Nika Sachs – Namenlos. Eine Frankfurter Novelle. Ein Nachklang

Namenlos. Eine Frankfurter Novelle. Nika SachsNika Sachs ist eine der eher rar gesäten Selfpublisher, die sich abseits der Genre-Literatur betätigen.
Ihr Debüt „Namenlos. Eine Frankfurter Novelle“ handelt von zwei Menschen, die einander kennen lernen und dieses Kennenlernen auf ungewöhnliche Weise zelebrieren: indem sie sich siezen und einander ihre Namen vorenthalten, um nicht in der Banalität des Alltags zu versinken.

Nach einem kühlen Einstieg, der als Spiegel der tiefen Verunsicherung der beiden Hauptfiguren gelesen werden darf, entwickelt Nika Sachs eine Liebesgeschichte der besonderen Art: Die Dialogfetzen philosophisch, stets am Rande des Greifbaren, die Begegnungen geprägt vom Willen der beiden namenlosen Protagonisten, alles anders zu machen, sich nicht dem vorhersehbaren Spiel gewöhnlicher Dating-Strukturen zu ergeben.

Daraus entsteht die Geschichte einer Begegnung, die bisweilen unverständlich wirkt und eben daraus ihren Reiz bezieht.

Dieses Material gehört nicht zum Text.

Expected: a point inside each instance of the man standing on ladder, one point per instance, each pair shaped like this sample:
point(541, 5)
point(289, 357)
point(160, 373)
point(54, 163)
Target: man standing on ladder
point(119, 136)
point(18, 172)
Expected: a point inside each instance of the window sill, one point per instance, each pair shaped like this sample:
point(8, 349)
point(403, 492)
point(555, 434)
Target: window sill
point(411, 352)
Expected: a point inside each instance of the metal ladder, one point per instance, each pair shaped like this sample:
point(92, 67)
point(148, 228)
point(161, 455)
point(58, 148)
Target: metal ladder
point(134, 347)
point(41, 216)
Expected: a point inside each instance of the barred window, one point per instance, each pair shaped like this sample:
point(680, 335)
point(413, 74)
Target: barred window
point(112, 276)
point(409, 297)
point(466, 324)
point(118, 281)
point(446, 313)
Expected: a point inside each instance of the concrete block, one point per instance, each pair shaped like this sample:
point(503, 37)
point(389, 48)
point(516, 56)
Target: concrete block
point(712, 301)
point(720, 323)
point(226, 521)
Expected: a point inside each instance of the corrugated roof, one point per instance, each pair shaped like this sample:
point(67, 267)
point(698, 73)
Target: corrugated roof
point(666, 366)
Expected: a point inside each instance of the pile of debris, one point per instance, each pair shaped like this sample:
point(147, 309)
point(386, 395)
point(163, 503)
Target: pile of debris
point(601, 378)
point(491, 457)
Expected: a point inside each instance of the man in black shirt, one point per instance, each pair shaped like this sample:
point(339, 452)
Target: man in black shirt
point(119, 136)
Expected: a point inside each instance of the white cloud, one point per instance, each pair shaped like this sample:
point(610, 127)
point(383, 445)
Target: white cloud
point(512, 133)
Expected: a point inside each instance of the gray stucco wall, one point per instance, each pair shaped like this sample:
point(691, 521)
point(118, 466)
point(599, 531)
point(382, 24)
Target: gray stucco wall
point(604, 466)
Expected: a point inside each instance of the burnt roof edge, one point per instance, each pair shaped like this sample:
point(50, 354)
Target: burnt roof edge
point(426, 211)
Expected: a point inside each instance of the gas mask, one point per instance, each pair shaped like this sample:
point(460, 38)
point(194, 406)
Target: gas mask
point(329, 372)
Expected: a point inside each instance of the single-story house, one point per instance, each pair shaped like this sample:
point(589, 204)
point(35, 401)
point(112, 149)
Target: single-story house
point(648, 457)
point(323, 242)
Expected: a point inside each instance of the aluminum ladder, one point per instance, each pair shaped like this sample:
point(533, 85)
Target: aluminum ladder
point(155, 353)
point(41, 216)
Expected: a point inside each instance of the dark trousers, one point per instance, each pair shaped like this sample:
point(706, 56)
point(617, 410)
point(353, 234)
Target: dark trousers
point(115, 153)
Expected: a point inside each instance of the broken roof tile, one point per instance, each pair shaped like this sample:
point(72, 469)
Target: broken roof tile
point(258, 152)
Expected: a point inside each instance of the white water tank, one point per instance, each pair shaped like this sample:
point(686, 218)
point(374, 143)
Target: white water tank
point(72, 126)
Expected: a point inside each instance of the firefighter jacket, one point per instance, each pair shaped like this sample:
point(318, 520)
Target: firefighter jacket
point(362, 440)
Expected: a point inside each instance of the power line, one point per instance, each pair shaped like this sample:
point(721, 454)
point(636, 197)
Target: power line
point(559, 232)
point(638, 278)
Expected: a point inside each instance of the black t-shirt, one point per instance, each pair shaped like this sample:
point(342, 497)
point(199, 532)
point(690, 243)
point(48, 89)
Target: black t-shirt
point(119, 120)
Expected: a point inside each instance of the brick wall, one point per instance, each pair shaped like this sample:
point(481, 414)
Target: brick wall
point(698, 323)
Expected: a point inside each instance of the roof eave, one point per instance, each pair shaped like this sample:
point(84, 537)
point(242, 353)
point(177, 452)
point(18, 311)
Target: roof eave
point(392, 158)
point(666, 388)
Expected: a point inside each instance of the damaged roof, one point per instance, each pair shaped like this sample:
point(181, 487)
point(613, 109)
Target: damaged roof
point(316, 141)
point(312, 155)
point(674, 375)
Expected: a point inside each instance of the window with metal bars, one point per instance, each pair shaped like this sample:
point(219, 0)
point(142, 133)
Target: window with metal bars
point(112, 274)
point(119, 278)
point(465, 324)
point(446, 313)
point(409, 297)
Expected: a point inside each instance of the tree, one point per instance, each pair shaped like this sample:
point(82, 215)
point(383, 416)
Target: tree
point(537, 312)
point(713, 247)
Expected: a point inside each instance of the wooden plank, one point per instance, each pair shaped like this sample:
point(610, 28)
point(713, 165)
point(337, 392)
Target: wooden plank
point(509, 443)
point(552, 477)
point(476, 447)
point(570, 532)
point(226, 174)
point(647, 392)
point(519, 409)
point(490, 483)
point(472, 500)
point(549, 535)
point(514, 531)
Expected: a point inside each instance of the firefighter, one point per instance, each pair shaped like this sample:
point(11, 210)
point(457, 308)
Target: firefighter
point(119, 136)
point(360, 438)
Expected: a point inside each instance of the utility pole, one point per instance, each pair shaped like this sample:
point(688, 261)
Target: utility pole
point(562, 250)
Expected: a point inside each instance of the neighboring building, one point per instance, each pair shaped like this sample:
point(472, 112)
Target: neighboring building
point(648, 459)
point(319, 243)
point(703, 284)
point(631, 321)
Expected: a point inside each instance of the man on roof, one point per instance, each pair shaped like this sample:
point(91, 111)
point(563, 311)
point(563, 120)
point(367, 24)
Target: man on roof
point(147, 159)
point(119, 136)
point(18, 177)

Welche Verletzungen, welche Geheimnisse stecken hinter dem Verhalten der beiden namenlosen Protagonisten?

Was am Anfang distanziert wirkt, nimmt den Leser schnell mit in eine Welt von unterschwelliger Melancholie, eine Welt, in der die Magie des Augenblicks im Mittelpunkt steht und in der die Hauptfiguren sich eigene Spielregeln aufstellen, die einerseits dem Prinzip der Entschleunigung entsprechen, zugleich aber Althergebrachtes auf den Kopf stellen.

Es gibt nicht den Einen, nicht die Eine, wenn dann nur einen Menschen, der einen potentiell lange begleiten kann, vielleicht auch bis zum Ende. Was dazwischen passiert, soll einfach möglichst magisch sein, damit es einen oben hält.

Autorin Nika Sachs aka @Bordsteinprosa

Autorin Nika Sachs aka @Bordsteinprosa

Das Wechselspiel der Hauptfiguren ist der Versuch, mit dieser Desillusionierung umzugehen – einer Desillusionierung, die in Zeiten von Dating-Apps und -Portalen zunehmend größer wird. Der Verlust des Moments ist es, dem es entgegenzuwirken gilt, und die weibliche Hauptfigur gibt dabei den Ton vor:

Ich war hier, es war intensiv und hat mich erfüllt, egal ob es einen Sinn hat.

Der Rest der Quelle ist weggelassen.